Abstract
The mental health experience of Maori has been a source of concern for some years. Durie [1] has described how the undermining of traditional supports of health in Maori society has lead to poorer health in general, and mental ill health in particular. Bridgman and Dyall [2] found that while Maori were not noted to have higher rates for first admission for psychotic disorder, they did experience a higher rate of readmission and lower rates of admission for affective disorder. Later presentation for mental health care raised concerns regarding the appropriateness of the services to meet the needs of Maori [3]. In Otago, Edmonds et al. [4] a cohort of Maori and non-Maori patients admitted to the inpatient psychiatric services and found the Maori admission rate to be four times higher than non-Maori. Rates of family psychiatric history did not differ although Maori were found to have more social disadvantages. The sources of referral for Maori admissions were more likely to be from the law. The most common diagnosis did not differ between the groups.
The Census of New Zealand Prisoners, 1999 [5] found that approximately half are Maori, about 10% of Pacific Island ethnicity and the remainder largely Pakeha (European New Zealanders).

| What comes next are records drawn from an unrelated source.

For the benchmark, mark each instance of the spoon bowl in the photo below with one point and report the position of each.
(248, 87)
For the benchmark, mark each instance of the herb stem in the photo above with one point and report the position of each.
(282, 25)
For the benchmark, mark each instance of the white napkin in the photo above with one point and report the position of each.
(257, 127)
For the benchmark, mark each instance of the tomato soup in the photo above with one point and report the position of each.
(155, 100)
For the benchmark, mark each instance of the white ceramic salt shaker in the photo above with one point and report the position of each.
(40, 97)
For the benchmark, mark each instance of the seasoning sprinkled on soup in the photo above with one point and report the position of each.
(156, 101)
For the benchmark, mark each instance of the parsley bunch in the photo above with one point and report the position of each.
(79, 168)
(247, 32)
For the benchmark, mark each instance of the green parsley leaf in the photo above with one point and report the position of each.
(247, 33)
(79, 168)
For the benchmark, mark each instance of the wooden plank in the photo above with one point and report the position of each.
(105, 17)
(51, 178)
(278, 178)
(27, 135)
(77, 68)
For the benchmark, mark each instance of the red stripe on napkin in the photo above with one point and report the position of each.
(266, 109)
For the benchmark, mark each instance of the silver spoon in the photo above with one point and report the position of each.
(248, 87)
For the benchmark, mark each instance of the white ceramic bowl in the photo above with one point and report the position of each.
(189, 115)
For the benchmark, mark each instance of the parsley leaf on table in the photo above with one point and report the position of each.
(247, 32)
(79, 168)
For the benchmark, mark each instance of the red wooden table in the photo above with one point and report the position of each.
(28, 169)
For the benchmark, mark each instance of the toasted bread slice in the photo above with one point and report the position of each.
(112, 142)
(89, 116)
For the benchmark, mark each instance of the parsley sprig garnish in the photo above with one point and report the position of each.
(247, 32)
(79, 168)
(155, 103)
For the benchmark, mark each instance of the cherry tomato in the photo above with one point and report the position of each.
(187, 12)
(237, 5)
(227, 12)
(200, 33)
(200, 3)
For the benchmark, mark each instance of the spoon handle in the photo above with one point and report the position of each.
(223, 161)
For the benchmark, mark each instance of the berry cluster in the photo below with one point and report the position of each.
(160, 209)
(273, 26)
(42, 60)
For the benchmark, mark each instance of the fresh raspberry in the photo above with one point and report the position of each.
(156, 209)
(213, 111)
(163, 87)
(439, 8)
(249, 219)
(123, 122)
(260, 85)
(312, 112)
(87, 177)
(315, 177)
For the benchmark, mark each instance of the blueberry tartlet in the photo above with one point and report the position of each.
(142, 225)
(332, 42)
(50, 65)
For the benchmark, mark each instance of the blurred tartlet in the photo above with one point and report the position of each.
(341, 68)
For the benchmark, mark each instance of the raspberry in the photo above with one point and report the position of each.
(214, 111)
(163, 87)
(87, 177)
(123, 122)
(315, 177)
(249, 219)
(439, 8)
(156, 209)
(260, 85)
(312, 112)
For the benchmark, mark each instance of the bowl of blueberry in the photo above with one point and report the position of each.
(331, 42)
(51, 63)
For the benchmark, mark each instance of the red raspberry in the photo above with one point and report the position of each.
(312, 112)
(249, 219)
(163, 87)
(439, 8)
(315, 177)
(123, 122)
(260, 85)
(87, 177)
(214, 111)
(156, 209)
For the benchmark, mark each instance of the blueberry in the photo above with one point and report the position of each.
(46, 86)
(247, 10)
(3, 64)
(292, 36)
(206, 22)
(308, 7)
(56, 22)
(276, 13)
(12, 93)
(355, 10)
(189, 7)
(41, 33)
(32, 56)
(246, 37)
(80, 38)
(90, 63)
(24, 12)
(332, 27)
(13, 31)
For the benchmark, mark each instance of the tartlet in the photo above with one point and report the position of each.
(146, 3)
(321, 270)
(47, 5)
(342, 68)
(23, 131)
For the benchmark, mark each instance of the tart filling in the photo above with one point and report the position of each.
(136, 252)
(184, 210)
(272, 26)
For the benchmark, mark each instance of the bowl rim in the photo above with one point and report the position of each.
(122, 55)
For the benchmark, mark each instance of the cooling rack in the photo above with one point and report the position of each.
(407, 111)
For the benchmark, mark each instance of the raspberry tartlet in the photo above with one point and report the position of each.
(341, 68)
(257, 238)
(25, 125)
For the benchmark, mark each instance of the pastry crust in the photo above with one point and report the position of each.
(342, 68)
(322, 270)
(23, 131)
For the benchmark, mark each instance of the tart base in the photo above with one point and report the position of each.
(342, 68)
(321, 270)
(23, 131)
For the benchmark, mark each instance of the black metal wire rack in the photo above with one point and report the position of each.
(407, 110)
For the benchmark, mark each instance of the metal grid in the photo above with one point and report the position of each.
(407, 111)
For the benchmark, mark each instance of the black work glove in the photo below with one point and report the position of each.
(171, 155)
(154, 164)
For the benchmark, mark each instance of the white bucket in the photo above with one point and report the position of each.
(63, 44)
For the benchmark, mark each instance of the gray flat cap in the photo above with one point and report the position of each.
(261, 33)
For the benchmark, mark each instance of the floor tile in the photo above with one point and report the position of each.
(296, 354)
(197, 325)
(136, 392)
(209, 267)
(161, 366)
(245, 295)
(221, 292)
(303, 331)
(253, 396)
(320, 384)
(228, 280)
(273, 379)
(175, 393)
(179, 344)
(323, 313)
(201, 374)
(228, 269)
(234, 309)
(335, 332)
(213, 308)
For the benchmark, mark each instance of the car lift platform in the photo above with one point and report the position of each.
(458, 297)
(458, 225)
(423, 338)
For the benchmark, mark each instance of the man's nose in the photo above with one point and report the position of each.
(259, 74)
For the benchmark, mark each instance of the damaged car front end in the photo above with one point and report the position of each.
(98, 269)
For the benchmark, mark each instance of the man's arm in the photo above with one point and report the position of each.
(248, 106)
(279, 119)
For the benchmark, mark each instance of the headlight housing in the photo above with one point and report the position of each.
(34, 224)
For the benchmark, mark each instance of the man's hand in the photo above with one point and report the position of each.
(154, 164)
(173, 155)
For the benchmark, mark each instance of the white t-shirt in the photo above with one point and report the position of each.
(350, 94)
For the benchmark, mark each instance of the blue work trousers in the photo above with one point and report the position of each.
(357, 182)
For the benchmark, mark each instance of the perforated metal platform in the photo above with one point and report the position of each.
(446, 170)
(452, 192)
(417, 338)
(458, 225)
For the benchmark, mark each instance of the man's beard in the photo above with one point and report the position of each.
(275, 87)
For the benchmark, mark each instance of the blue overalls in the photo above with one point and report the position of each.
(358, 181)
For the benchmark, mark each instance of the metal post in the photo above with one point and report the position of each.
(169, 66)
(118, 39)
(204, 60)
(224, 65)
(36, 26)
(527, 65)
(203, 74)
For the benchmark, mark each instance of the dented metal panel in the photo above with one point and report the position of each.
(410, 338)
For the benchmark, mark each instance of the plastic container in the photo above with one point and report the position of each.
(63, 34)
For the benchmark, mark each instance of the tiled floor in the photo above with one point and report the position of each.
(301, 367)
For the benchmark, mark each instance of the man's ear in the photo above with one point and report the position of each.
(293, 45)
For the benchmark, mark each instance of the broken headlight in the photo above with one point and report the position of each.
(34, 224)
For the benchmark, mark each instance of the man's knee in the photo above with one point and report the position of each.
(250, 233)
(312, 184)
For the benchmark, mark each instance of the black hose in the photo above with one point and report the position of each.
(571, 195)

This is an over-representation by the former two groups, with Maori being 14.1% of the general population and Pacific peoples 6.2% [6]. The Maori and Pacific Island communities are much younger in their age structure [6], contributing to this over-representation, but much more predominantly so for Maori [7].

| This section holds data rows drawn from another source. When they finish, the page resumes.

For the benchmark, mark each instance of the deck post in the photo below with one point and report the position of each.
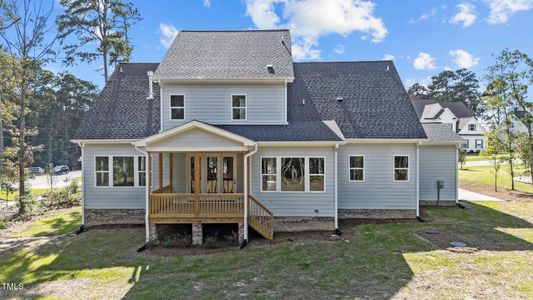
(171, 171)
(196, 183)
(160, 170)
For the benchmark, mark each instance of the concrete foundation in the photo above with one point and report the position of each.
(113, 216)
(377, 213)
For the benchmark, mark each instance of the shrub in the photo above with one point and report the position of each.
(176, 241)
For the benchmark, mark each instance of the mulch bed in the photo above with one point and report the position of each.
(502, 193)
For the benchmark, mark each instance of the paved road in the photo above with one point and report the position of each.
(473, 196)
(43, 181)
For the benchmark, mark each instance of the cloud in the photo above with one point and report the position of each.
(311, 19)
(424, 61)
(168, 33)
(339, 49)
(466, 16)
(463, 59)
(388, 57)
(502, 10)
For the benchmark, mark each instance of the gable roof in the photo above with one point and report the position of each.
(122, 111)
(458, 108)
(219, 55)
(374, 101)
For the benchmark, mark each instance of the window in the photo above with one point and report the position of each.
(293, 174)
(177, 107)
(357, 168)
(479, 144)
(316, 174)
(268, 174)
(123, 173)
(102, 170)
(141, 170)
(401, 168)
(238, 104)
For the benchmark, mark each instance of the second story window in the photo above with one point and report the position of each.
(238, 105)
(177, 107)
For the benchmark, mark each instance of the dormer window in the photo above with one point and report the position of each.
(238, 107)
(177, 107)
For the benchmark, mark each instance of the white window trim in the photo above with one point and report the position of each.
(110, 167)
(408, 168)
(261, 174)
(350, 168)
(240, 107)
(171, 107)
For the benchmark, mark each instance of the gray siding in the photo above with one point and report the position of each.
(438, 163)
(296, 203)
(211, 103)
(378, 191)
(109, 197)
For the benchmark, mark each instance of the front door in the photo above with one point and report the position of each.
(217, 173)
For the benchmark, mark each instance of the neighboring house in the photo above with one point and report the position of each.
(457, 117)
(238, 133)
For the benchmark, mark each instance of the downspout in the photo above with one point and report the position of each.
(337, 229)
(245, 223)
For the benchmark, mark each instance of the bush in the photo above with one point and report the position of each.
(176, 241)
(67, 197)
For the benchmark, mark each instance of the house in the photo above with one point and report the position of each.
(457, 117)
(228, 129)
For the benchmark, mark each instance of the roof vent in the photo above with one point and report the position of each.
(270, 69)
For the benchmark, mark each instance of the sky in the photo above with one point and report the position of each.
(422, 37)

Maori are over-represented among prisoners who commit suicide, both in relation to other prisoners and in relation to the non-imprisoned populations [2, 8–12] and suicide is more common among younger Maori than in non-imprisoned populations [3, 13].

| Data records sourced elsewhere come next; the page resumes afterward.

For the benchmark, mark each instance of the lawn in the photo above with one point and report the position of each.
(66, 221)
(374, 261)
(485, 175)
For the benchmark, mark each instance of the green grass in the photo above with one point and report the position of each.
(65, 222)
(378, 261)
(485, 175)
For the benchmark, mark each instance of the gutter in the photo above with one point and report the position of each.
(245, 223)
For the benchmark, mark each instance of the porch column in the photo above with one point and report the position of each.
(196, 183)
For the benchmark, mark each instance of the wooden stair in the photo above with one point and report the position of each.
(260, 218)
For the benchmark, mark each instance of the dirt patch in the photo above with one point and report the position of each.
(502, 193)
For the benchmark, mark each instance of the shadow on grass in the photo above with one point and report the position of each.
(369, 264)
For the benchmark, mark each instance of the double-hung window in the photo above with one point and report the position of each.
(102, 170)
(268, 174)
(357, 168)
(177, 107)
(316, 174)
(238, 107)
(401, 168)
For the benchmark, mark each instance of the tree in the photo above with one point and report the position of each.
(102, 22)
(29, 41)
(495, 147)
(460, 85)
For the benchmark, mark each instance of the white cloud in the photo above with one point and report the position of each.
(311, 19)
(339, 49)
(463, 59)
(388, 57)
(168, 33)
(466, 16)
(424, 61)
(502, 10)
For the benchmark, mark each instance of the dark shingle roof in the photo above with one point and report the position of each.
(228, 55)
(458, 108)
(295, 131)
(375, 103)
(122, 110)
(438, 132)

These findings suggest there is likely to be a major issue of psychiatric morbidity and unmet need for assessment and treatment for Maori prisoners. In our study of psychiatric morbidity in New Zealand prisoners, we detected significant morbidity among all prisoners, a considerable proportion of which was unrecognized [14, 15]. We present further analysis on this data to address whether the rates of mental disorder, suicidality or treatment experience differ between the ethnic groups.
Method
The methodology for this study is fully described elsewhere [14, 15]. We approached all female prisoners, all male remand prisoners and an 18% random sample of sentenced male prisoners from every prison in New Zealand. For sentenced male prisoners, selection of names was performed on a rolling muster through the alphabet. Interviewing occurred from October – December 1997, and February – June 1998.
Assessment tools
The interview process was comprised of five sections: informed consent; demographic data; diagnostic interview for mental illness (CIDI-A); and a screening diagnostic interview for relevant personality disorders (PDQ-4 +). The presence of specific information about suicidal thoughts or actions was sought by adapting the questions regarding suicidal thoughts and actions in the CIDI-A, and asking specific questions regarding these symptoms since entry to prison. Demographic data included a variety of variables including information regarding past psychiatric history, past psychiatric treatment and history of previous psychiatric hospitalization. Ethnicity was self-identified according to New Zealand Census categories.
The CIDI–Auto 2.1 data were scored for DSM-IV diagnosis using the WHO SPSS scoring algorithms (Release 2.1, May, 1998). The version of the CIDI-A was chosen which comprised sections examining: anxiety disorders; depression; mania; psychosis; eating disorders; alcohol; drugs; obsessive-compulsive disorder; post-traumatic stress disorder; and the use of the Mini-Mental State Examination. These sections were chosen as they identified the most common and clinically significant disorders in the prison setting.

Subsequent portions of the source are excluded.